Combined-cycle plant uses air cooled condenser

“The Power Authority built the first plant to meet the electricity requirements of its large government customers in New York City.”

The combined-cycle operation will generate 50% more electricity from the same fuel than a conventional single-cycle power system. Two combustion turbine-generators operate with two heat-recovery steam generators and a steam turbine-generator. In the first cycle, combustion gases from the fuel power two turbine-generators to produce electricity. Hot exhaust normally lost during this process is captured and routed through the two heat-recovery steam generators. These units boil water to create steam, which spins an additional turbine-generator and produces more electricity.

Finally, the steam is discharged into a condenser, which returns the steam to its liquid state for recycling. The air-cooled condenser avoids the need for taking water from the East River, preventing disruption of the aquatic environment.

Around 650 workers, representing nearly 15 local labour unions, worked at the peak of the plant’s construction. Workers were required to use low sulphur fuel and particulate-control technologies in their off-road construction equipment and vehicles to limit emissions and protect air quality.

Largest non-federal public power utility

The New York Power Authority is the largest non-federal public power utility in the country.

Since 1905, the site has been used for electricity generation, fuel storage and related industrial purposes. By building the new combined-cycle plant next to its Poletti project, the Power Authority was able to use the existing infrastructure network. That includes a natural gas supply, electric transmission and fuel storage facilities. The Power Authority purchased the Poletti project, then known as Astoria 6, from the Consolidated Edison Co. in 1974 when the plant was under construction.

In 2002, the Coalition Helping Organize a Kleaner Environment (CHOKE) and other environmental groups forced the state to build the new power plant and close the existing Poletti plant. NYPA was forced to reduce emissions from the Poletti project by increasing the use of natural gas rather than fuel oil. NYPA is providing an additional $50m for local energy efficiency and clean energy projects.

The Poletti project that had been scheduled to be terminated between 2008 and 2010, was closed in January 2010.

“NYPA is providing an additional $50m for local energy efficiency and clean energy projects.”

A report by the US Environmental Protection Agency showed that an unacceptable amount of toxic chemicals were being released into the Queens environment, with the 25-year-old Poletti plant being the biggest offender.

The closure will significantly reduce emissions of fine particulate matter (PM2.5) and other pollutants. The NYPA next hopes to reduce PM2.5 emissions in New York, including both power plants and diesel vehicles.

Initial complaints that the Astoria turbines were spewing dark brown smoke were answered by the Power Authority saying that this was a normal, one-time occurrence when turbines are first powered up.

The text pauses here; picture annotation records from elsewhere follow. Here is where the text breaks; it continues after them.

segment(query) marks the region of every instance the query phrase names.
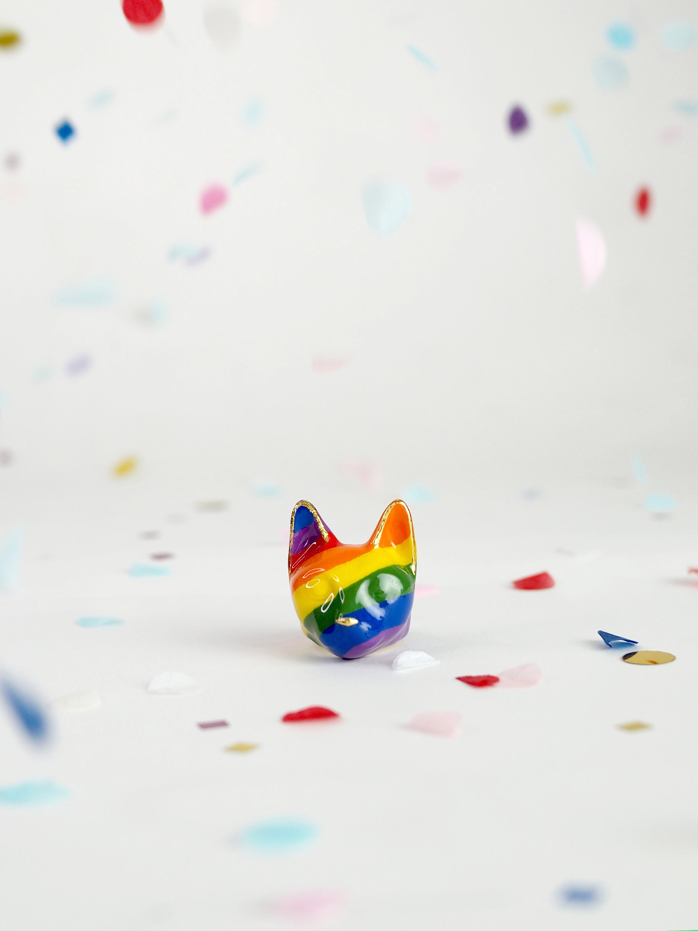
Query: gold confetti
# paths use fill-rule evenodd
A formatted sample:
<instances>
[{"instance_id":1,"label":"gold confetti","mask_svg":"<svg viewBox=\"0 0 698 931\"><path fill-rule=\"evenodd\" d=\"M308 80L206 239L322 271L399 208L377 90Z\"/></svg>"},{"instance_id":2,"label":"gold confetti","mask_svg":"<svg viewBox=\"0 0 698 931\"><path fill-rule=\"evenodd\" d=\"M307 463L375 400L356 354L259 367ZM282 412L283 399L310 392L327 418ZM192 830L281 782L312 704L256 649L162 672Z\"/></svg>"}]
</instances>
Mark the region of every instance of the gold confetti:
<instances>
[{"instance_id":1,"label":"gold confetti","mask_svg":"<svg viewBox=\"0 0 698 931\"><path fill-rule=\"evenodd\" d=\"M662 663L671 663L677 657L673 653L662 653L661 650L638 650L636 653L626 653L623 657L625 663L636 666L660 666Z\"/></svg>"},{"instance_id":2,"label":"gold confetti","mask_svg":"<svg viewBox=\"0 0 698 931\"><path fill-rule=\"evenodd\" d=\"M137 466L138 459L135 456L127 456L126 459L121 459L114 466L114 474L117 479L121 479L125 475L130 475Z\"/></svg>"}]
</instances>

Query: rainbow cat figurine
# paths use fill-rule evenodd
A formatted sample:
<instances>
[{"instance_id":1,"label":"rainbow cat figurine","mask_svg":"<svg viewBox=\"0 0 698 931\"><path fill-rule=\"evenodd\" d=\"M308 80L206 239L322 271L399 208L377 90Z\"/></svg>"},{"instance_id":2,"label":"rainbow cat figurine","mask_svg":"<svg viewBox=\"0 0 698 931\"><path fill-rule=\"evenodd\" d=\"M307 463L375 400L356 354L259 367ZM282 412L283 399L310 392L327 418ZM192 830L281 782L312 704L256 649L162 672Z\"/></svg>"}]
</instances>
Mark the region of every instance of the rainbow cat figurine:
<instances>
[{"instance_id":1,"label":"rainbow cat figurine","mask_svg":"<svg viewBox=\"0 0 698 931\"><path fill-rule=\"evenodd\" d=\"M335 656L357 659L407 634L417 547L404 501L383 512L368 543L340 543L308 501L291 512L289 581L306 637Z\"/></svg>"}]
</instances>

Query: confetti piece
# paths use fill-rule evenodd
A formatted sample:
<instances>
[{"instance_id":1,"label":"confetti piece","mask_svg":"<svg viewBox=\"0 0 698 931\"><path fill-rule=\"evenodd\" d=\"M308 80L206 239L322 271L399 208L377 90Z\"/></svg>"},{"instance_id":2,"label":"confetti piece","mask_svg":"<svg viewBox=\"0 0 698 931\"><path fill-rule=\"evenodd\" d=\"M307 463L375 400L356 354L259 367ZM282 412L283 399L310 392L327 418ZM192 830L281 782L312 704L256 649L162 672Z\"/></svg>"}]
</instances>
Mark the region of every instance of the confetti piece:
<instances>
[{"instance_id":1,"label":"confetti piece","mask_svg":"<svg viewBox=\"0 0 698 931\"><path fill-rule=\"evenodd\" d=\"M7 52L12 48L17 48L21 43L21 35L14 29L0 30L0 51Z\"/></svg>"},{"instance_id":2,"label":"confetti piece","mask_svg":"<svg viewBox=\"0 0 698 931\"><path fill-rule=\"evenodd\" d=\"M592 68L594 80L604 90L618 90L628 82L628 70L620 59L600 56Z\"/></svg>"},{"instance_id":3,"label":"confetti piece","mask_svg":"<svg viewBox=\"0 0 698 931\"><path fill-rule=\"evenodd\" d=\"M436 585L420 585L414 587L415 598L427 598L429 595L438 595L441 589Z\"/></svg>"},{"instance_id":4,"label":"confetti piece","mask_svg":"<svg viewBox=\"0 0 698 931\"><path fill-rule=\"evenodd\" d=\"M325 922L344 908L346 897L335 889L283 896L272 903L272 911L292 922Z\"/></svg>"},{"instance_id":5,"label":"confetti piece","mask_svg":"<svg viewBox=\"0 0 698 931\"><path fill-rule=\"evenodd\" d=\"M13 591L20 579L22 533L13 530L0 548L0 591Z\"/></svg>"},{"instance_id":6,"label":"confetti piece","mask_svg":"<svg viewBox=\"0 0 698 931\"><path fill-rule=\"evenodd\" d=\"M313 359L313 371L324 375L328 371L336 371L343 368L349 361L344 356L315 356Z\"/></svg>"},{"instance_id":7,"label":"confetti piece","mask_svg":"<svg viewBox=\"0 0 698 931\"><path fill-rule=\"evenodd\" d=\"M456 676L456 679L476 689L486 689L499 681L499 676Z\"/></svg>"},{"instance_id":8,"label":"confetti piece","mask_svg":"<svg viewBox=\"0 0 698 931\"><path fill-rule=\"evenodd\" d=\"M125 475L130 475L138 466L138 459L135 456L126 456L120 459L112 471L117 479L122 479Z\"/></svg>"},{"instance_id":9,"label":"confetti piece","mask_svg":"<svg viewBox=\"0 0 698 931\"><path fill-rule=\"evenodd\" d=\"M527 663L525 666L515 666L512 669L504 669L499 674L498 688L504 689L526 689L532 685L538 685L543 679L543 673L533 663Z\"/></svg>"},{"instance_id":10,"label":"confetti piece","mask_svg":"<svg viewBox=\"0 0 698 931\"><path fill-rule=\"evenodd\" d=\"M339 714L331 708L323 708L322 705L311 705L301 708L300 711L289 711L281 720L288 724L298 721L322 721L327 718L339 718Z\"/></svg>"},{"instance_id":11,"label":"confetti piece","mask_svg":"<svg viewBox=\"0 0 698 931\"><path fill-rule=\"evenodd\" d=\"M626 653L624 663L633 666L662 666L664 663L673 663L677 657L673 653L662 653L661 650L638 650L636 653Z\"/></svg>"},{"instance_id":12,"label":"confetti piece","mask_svg":"<svg viewBox=\"0 0 698 931\"><path fill-rule=\"evenodd\" d=\"M647 187L641 187L635 196L635 209L641 217L646 217L651 206L651 194Z\"/></svg>"},{"instance_id":13,"label":"confetti piece","mask_svg":"<svg viewBox=\"0 0 698 931\"><path fill-rule=\"evenodd\" d=\"M598 630L597 633L604 643L611 649L619 646L627 646L628 643L632 646L636 646L638 643L638 641L630 641L625 637L618 637L616 634L610 634L605 630Z\"/></svg>"},{"instance_id":14,"label":"confetti piece","mask_svg":"<svg viewBox=\"0 0 698 931\"><path fill-rule=\"evenodd\" d=\"M259 126L263 118L264 101L261 101L259 97L253 97L248 100L240 111L240 119L245 126L249 127L250 129Z\"/></svg>"},{"instance_id":15,"label":"confetti piece","mask_svg":"<svg viewBox=\"0 0 698 931\"><path fill-rule=\"evenodd\" d=\"M56 135L61 142L68 142L75 135L75 130L66 119L56 127Z\"/></svg>"},{"instance_id":16,"label":"confetti piece","mask_svg":"<svg viewBox=\"0 0 698 931\"><path fill-rule=\"evenodd\" d=\"M439 660L430 656L421 650L406 650L393 660L395 672L406 672L409 669L423 669L426 666L438 666Z\"/></svg>"},{"instance_id":17,"label":"confetti piece","mask_svg":"<svg viewBox=\"0 0 698 931\"><path fill-rule=\"evenodd\" d=\"M171 575L172 570L169 566L152 566L147 562L134 562L128 568L128 574L135 579L159 578Z\"/></svg>"},{"instance_id":18,"label":"confetti piece","mask_svg":"<svg viewBox=\"0 0 698 931\"><path fill-rule=\"evenodd\" d=\"M228 199L228 192L221 184L210 184L201 192L199 207L202 213L211 213L222 207Z\"/></svg>"},{"instance_id":19,"label":"confetti piece","mask_svg":"<svg viewBox=\"0 0 698 931\"><path fill-rule=\"evenodd\" d=\"M133 26L151 26L163 14L162 0L124 0L121 8Z\"/></svg>"},{"instance_id":20,"label":"confetti piece","mask_svg":"<svg viewBox=\"0 0 698 931\"><path fill-rule=\"evenodd\" d=\"M211 3L203 13L204 29L207 35L221 51L230 51L240 41L242 23L240 16L232 4Z\"/></svg>"},{"instance_id":21,"label":"confetti piece","mask_svg":"<svg viewBox=\"0 0 698 931\"><path fill-rule=\"evenodd\" d=\"M262 821L244 830L240 843L259 854L288 854L312 843L318 834L310 821Z\"/></svg>"},{"instance_id":22,"label":"confetti piece","mask_svg":"<svg viewBox=\"0 0 698 931\"><path fill-rule=\"evenodd\" d=\"M626 22L611 22L606 30L606 38L614 48L629 51L635 47L635 30Z\"/></svg>"},{"instance_id":23,"label":"confetti piece","mask_svg":"<svg viewBox=\"0 0 698 931\"><path fill-rule=\"evenodd\" d=\"M432 165L427 173L426 181L432 187L443 189L451 187L461 178L463 178L461 166L447 158Z\"/></svg>"},{"instance_id":24,"label":"confetti piece","mask_svg":"<svg viewBox=\"0 0 698 931\"><path fill-rule=\"evenodd\" d=\"M183 695L198 690L196 680L183 672L161 672L148 685L153 695Z\"/></svg>"},{"instance_id":25,"label":"confetti piece","mask_svg":"<svg viewBox=\"0 0 698 931\"><path fill-rule=\"evenodd\" d=\"M416 46L408 46L408 51L411 56L417 59L417 61L423 64L425 68L429 71L436 71L436 64L433 61L428 55L422 51L421 48L417 48Z\"/></svg>"},{"instance_id":26,"label":"confetti piece","mask_svg":"<svg viewBox=\"0 0 698 931\"><path fill-rule=\"evenodd\" d=\"M555 579L549 573L538 573L537 575L525 575L523 578L516 579L512 585L523 591L537 591L541 588L552 588L555 586Z\"/></svg>"},{"instance_id":27,"label":"confetti piece","mask_svg":"<svg viewBox=\"0 0 698 931\"><path fill-rule=\"evenodd\" d=\"M523 107L512 107L506 117L506 123L509 127L509 132L514 135L525 132L529 128L529 117L526 115L526 111Z\"/></svg>"},{"instance_id":28,"label":"confetti piece","mask_svg":"<svg viewBox=\"0 0 698 931\"><path fill-rule=\"evenodd\" d=\"M90 278L78 285L64 288L56 295L56 304L76 304L81 307L99 307L116 297L116 289L106 278Z\"/></svg>"},{"instance_id":29,"label":"confetti piece","mask_svg":"<svg viewBox=\"0 0 698 931\"><path fill-rule=\"evenodd\" d=\"M670 494L648 494L642 506L651 514L670 514L678 506L677 499Z\"/></svg>"},{"instance_id":30,"label":"confetti piece","mask_svg":"<svg viewBox=\"0 0 698 931\"><path fill-rule=\"evenodd\" d=\"M20 782L16 786L0 789L0 804L44 805L64 802L70 796L67 789L48 779Z\"/></svg>"},{"instance_id":31,"label":"confetti piece","mask_svg":"<svg viewBox=\"0 0 698 931\"><path fill-rule=\"evenodd\" d=\"M412 212L409 192L396 181L377 181L367 184L362 202L369 228L380 236L392 236Z\"/></svg>"},{"instance_id":32,"label":"confetti piece","mask_svg":"<svg viewBox=\"0 0 698 931\"><path fill-rule=\"evenodd\" d=\"M51 702L51 708L56 711L92 711L101 706L100 693L91 689L86 692L71 692L70 695L60 695Z\"/></svg>"},{"instance_id":33,"label":"confetti piece","mask_svg":"<svg viewBox=\"0 0 698 931\"><path fill-rule=\"evenodd\" d=\"M7 679L2 683L5 700L32 740L42 743L48 736L48 722L39 703Z\"/></svg>"},{"instance_id":34,"label":"confetti piece","mask_svg":"<svg viewBox=\"0 0 698 931\"><path fill-rule=\"evenodd\" d=\"M461 723L461 715L455 711L424 711L416 714L409 722L413 731L434 734L439 737L452 737Z\"/></svg>"},{"instance_id":35,"label":"confetti piece","mask_svg":"<svg viewBox=\"0 0 698 931\"><path fill-rule=\"evenodd\" d=\"M601 231L589 220L578 220L576 230L582 287L588 290L606 267L606 243Z\"/></svg>"},{"instance_id":36,"label":"confetti piece","mask_svg":"<svg viewBox=\"0 0 698 931\"><path fill-rule=\"evenodd\" d=\"M65 363L65 373L66 375L83 375L89 371L91 365L92 359L87 354L74 356Z\"/></svg>"},{"instance_id":37,"label":"confetti piece","mask_svg":"<svg viewBox=\"0 0 698 931\"><path fill-rule=\"evenodd\" d=\"M672 52L681 52L695 42L695 27L690 22L667 22L662 29L662 41Z\"/></svg>"},{"instance_id":38,"label":"confetti piece","mask_svg":"<svg viewBox=\"0 0 698 931\"><path fill-rule=\"evenodd\" d=\"M75 621L79 627L114 627L123 623L119 617L81 617Z\"/></svg>"}]
</instances>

Programme and construction management

DMJM Harris had provided complete programme and construction management services for the largest new generation project in New York City in years. NYPA’s on-site staff managed all contractors. Services included planning and scoping, design management, estimating and scheduling, detailed design, bid analysis, construction oversight, budget/schedule control as well as final inspections.

Slattery had constructed the power generators. The steel-framed, 97,000ft2, two-storey structure housing the generators features an acoustical metal siding exterior and includes 25,000 cubic yards of structural concrete. Mechanical work consists of installing all major and balance of plant equipment, 110,000 linear feet of process piping with 500 monitoring instruments, a 1,000,000 gallon water tank and a 32-cell air-cooled condenser.

New York State Independent System Operator (NYISO) runs the state’s transmission system and wholesale power markets.